New Deputy PM Michael McCormack pushing for cabinet to reabsorb small business ministry

Source: Michael McCormack, YouTube

Former Small Business Minister Michael McCormack has been sworn in as the Deputy PM, having secured the leadership of the Nationals in the wake of Barnaby Joyce’s resignation.  

According to Fairfax, McCormack has signalled he will seek to reverse the Turnbull Government’s decision to move the small business ministry to the cabinet in 2015.

 Australian Small Business and Family Enterprise Ombudsman (ASBFEO), Kate Carnell, congratulated McCormack on his new appointment.
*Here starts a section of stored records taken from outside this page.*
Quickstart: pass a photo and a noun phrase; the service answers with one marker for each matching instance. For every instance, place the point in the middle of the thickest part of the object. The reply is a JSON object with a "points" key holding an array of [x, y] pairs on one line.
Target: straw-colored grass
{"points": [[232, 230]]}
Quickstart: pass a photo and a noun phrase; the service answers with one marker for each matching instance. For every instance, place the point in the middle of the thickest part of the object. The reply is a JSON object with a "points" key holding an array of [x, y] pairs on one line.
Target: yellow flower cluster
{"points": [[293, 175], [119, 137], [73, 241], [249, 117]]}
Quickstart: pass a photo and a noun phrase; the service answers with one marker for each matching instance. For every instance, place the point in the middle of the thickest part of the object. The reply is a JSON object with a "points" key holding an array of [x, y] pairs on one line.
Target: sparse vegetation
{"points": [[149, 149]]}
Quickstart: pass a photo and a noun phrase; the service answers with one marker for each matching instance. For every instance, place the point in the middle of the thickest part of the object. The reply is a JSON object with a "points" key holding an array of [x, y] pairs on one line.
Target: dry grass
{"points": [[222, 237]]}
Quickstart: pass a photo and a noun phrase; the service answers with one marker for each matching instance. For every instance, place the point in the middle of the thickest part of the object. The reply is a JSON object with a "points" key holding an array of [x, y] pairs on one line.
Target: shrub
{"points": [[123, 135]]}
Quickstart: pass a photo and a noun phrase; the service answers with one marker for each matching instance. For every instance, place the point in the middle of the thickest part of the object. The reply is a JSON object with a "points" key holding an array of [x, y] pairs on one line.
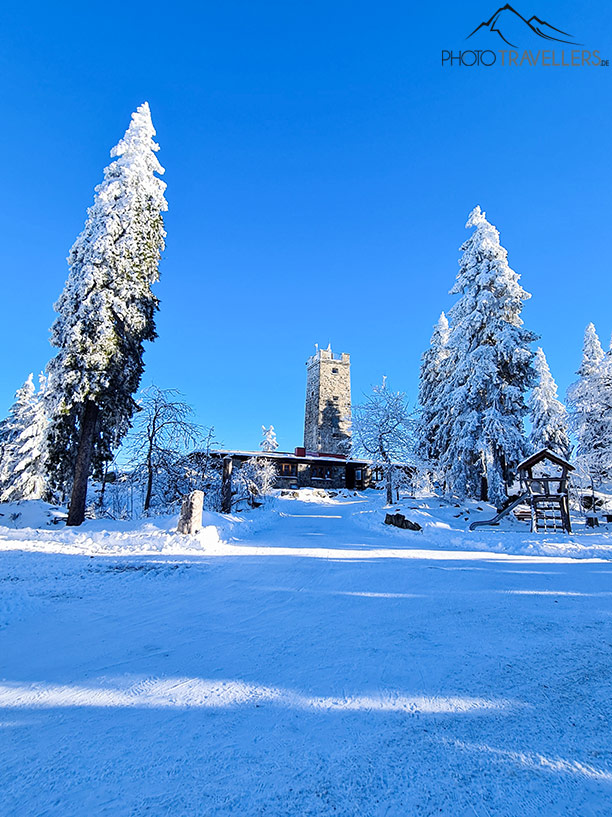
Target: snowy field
{"points": [[304, 659]]}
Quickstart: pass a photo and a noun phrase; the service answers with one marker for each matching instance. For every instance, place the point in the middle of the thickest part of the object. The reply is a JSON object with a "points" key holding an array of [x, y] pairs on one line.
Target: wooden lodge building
{"points": [[310, 469]]}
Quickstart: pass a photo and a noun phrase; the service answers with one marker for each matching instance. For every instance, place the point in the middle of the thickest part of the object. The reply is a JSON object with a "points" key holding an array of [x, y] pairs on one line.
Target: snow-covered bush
{"points": [[23, 452], [254, 480]]}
“Michael McCormack was a diligent and committed Small Business Minister, so we are particularly pleased with this outcome,” She said.

“[He] ran his own small business before entering Parliament so he knows what it’s like, and has great empathy for the challenges and opportunities small businesses face every day.

“During his time as the Federal Small Business Minister, Mr McCormack led a significant small business roadshow around Australia, visiting more than 30 metropolitan, regional and rural localities, from Albany in Western Australia to North Queensland.

“The Small Business Roadshow included my office, the Australian Taxation Office and the Australian Competition and Consumer Commission, speaking with small business owners to learn first-hand what’s working well and what more could be done to get the policy settings right.

“We are pleased Mr McCormack will push for the Small Business Minister to have a seat in Cabinet, as has been the case in the past.

“And we are confident the new Deputy Prime Minister will have small business issues as a major focus.”

Speaking to SBS, Peter Strong, CEO of the Council of Small Business Australia, said McCormack did a “great job” as the small business Minister, citing the time he dedicated to talking with hundreds of owners as part of his six-month small business roadshow.

Strong continued, “What Michael has said is the Small Business Minister’s job should be in the cabinet, and it absolutely should be we’re the most vital part of the economy… We’re the biggest part when it comes to employing, and we should have a single voice in cabinet.”